Czyżby mistrzostwo właśnie uciekało Jagiellonii sprzed nosa? Michael Ameyaw popisał się fantastycznym trafieniem i dał Piastowi prowadzenie 1:0 w starciu z ekipą Adriana Siemieńca.
Jagiellonia ewidentnie ugięła się pod presją nałożoną przez Śląsk Wrocław, który niedługo wcześniej pokonał na własnym stadionie Radomiaka 2:0 i wyprzedził ją w tabeli Ekstraklasy o jeden punkt. Ekipa z Białegostoku długo nie potrafiła znaleźć drogi do bramki Piasta, a ostatecznie okazało się, że nie była też w stanie uchronić się przed stratą.

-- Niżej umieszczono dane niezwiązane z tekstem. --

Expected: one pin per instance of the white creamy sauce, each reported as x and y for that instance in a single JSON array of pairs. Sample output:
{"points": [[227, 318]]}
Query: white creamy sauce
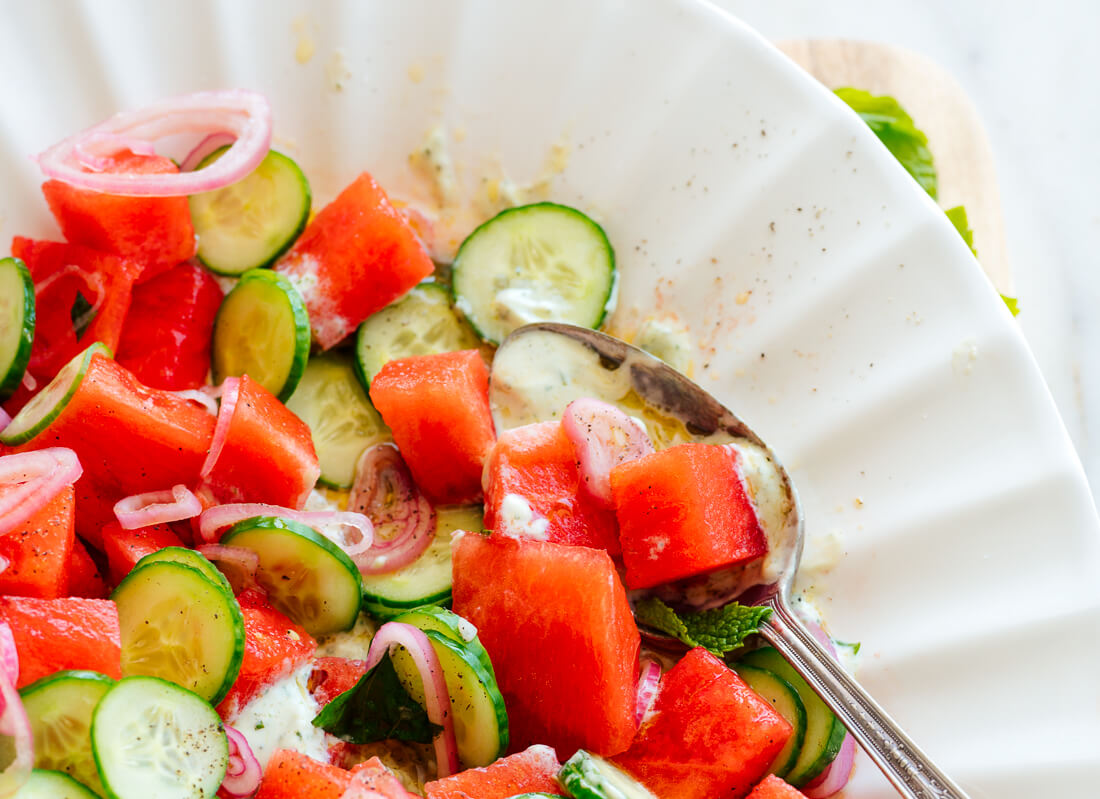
{"points": [[282, 718], [518, 520]]}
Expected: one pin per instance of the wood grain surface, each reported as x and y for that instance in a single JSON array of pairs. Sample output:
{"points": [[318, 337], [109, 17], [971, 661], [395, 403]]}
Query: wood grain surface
{"points": [[942, 109]]}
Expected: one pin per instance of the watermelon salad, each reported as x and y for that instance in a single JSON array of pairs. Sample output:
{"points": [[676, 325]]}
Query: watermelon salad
{"points": [[265, 532]]}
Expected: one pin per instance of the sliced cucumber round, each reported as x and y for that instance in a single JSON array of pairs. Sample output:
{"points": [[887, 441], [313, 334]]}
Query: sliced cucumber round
{"points": [[481, 721], [59, 708], [47, 404], [341, 418], [17, 324], [785, 700], [427, 580], [421, 323], [153, 739], [178, 624], [824, 731], [251, 222], [542, 262], [262, 329], [44, 784], [187, 557], [587, 776], [306, 576]]}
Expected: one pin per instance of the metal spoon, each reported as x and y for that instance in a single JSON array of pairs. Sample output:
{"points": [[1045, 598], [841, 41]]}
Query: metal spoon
{"points": [[617, 368]]}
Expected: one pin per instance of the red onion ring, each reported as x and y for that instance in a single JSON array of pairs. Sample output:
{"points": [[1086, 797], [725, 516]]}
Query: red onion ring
{"points": [[230, 391], [836, 774], [13, 721], [238, 564], [33, 479], [333, 525], [648, 682], [243, 772], [244, 115], [212, 142], [156, 507], [603, 437], [437, 699], [385, 492]]}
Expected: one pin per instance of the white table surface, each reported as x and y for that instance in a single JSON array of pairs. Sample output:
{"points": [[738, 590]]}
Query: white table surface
{"points": [[1033, 72]]}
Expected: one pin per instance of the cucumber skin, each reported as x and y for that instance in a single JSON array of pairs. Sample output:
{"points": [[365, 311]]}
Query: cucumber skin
{"points": [[612, 292], [18, 368]]}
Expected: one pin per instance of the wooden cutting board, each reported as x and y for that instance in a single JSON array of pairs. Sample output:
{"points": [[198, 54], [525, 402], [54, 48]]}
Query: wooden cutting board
{"points": [[942, 109]]}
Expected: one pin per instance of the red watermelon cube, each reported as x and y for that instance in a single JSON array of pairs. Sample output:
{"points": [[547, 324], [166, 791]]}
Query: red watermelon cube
{"points": [[557, 625], [684, 511], [707, 735], [537, 462]]}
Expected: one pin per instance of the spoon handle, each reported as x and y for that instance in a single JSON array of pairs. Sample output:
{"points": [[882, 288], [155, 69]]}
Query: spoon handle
{"points": [[903, 764]]}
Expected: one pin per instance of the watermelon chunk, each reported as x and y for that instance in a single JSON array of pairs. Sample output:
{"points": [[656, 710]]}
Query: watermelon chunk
{"points": [[125, 547], [772, 787], [532, 770], [267, 455], [557, 625], [437, 407], [707, 735], [40, 551], [537, 462], [356, 256], [129, 438], [63, 634], [156, 231], [684, 511], [290, 775], [274, 646]]}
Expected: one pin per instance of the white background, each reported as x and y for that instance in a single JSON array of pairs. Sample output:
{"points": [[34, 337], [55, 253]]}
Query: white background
{"points": [[1033, 72]]}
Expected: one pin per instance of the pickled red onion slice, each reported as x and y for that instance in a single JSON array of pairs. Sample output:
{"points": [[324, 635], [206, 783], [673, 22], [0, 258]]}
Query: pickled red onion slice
{"points": [[603, 437], [385, 492], [437, 699], [243, 115], [30, 480], [157, 507]]}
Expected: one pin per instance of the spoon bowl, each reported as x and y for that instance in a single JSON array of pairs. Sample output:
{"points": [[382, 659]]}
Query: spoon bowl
{"points": [[540, 368]]}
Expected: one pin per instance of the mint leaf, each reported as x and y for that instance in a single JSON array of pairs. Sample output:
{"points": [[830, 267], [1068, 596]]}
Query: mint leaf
{"points": [[376, 708], [717, 631], [957, 215], [895, 129]]}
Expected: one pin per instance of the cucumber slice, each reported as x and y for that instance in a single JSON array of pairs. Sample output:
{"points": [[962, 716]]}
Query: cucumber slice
{"points": [[59, 708], [251, 222], [187, 557], [427, 580], [44, 784], [307, 577], [17, 324], [262, 329], [177, 624], [419, 324], [481, 721], [824, 731], [340, 415], [542, 262], [51, 401], [785, 700], [587, 776], [153, 739]]}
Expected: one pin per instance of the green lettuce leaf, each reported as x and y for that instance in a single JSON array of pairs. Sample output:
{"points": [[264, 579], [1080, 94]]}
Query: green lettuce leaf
{"points": [[718, 631], [895, 129], [375, 709]]}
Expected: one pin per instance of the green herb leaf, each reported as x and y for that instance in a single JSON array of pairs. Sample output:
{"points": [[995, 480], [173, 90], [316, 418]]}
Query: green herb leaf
{"points": [[375, 709], [894, 128], [957, 215], [718, 631]]}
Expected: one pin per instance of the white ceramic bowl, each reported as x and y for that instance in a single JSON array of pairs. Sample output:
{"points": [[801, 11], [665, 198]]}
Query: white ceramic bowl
{"points": [[834, 307]]}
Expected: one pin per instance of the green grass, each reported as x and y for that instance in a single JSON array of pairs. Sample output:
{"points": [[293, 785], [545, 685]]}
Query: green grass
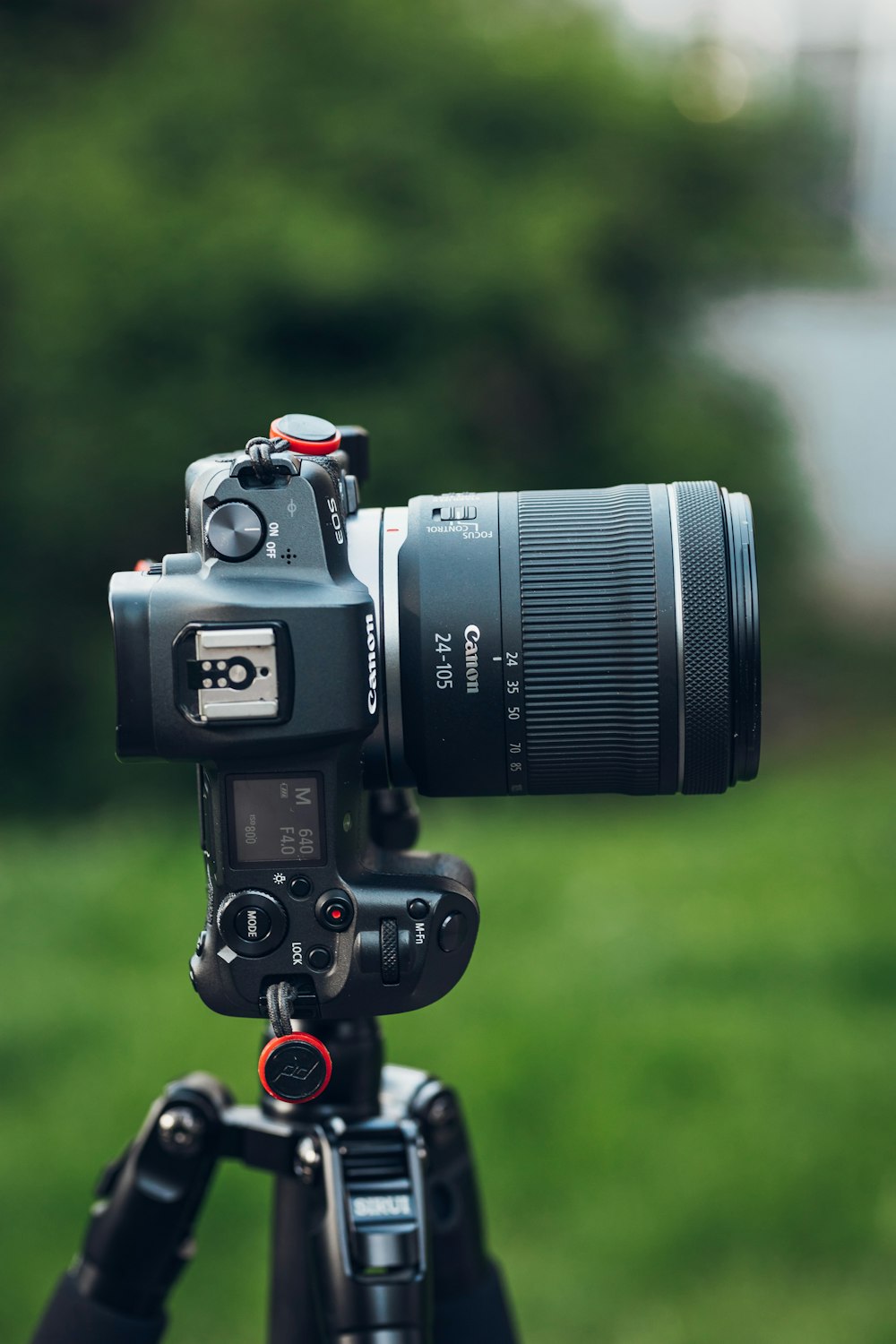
{"points": [[676, 1045]]}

W 77. minucie meczu w Gliwicach przepiękne trafienie zaliczył Michael Ameyaw. Skrzydłowy Piasta oddał piekielnie mocny strzał sprzed pola karnego, po którym piłka poleciała wprost w okienko bramki Zlatana Alomerovicia. Serbski bramkarz nie miał najmniejszych szans na skuteczną interwencję.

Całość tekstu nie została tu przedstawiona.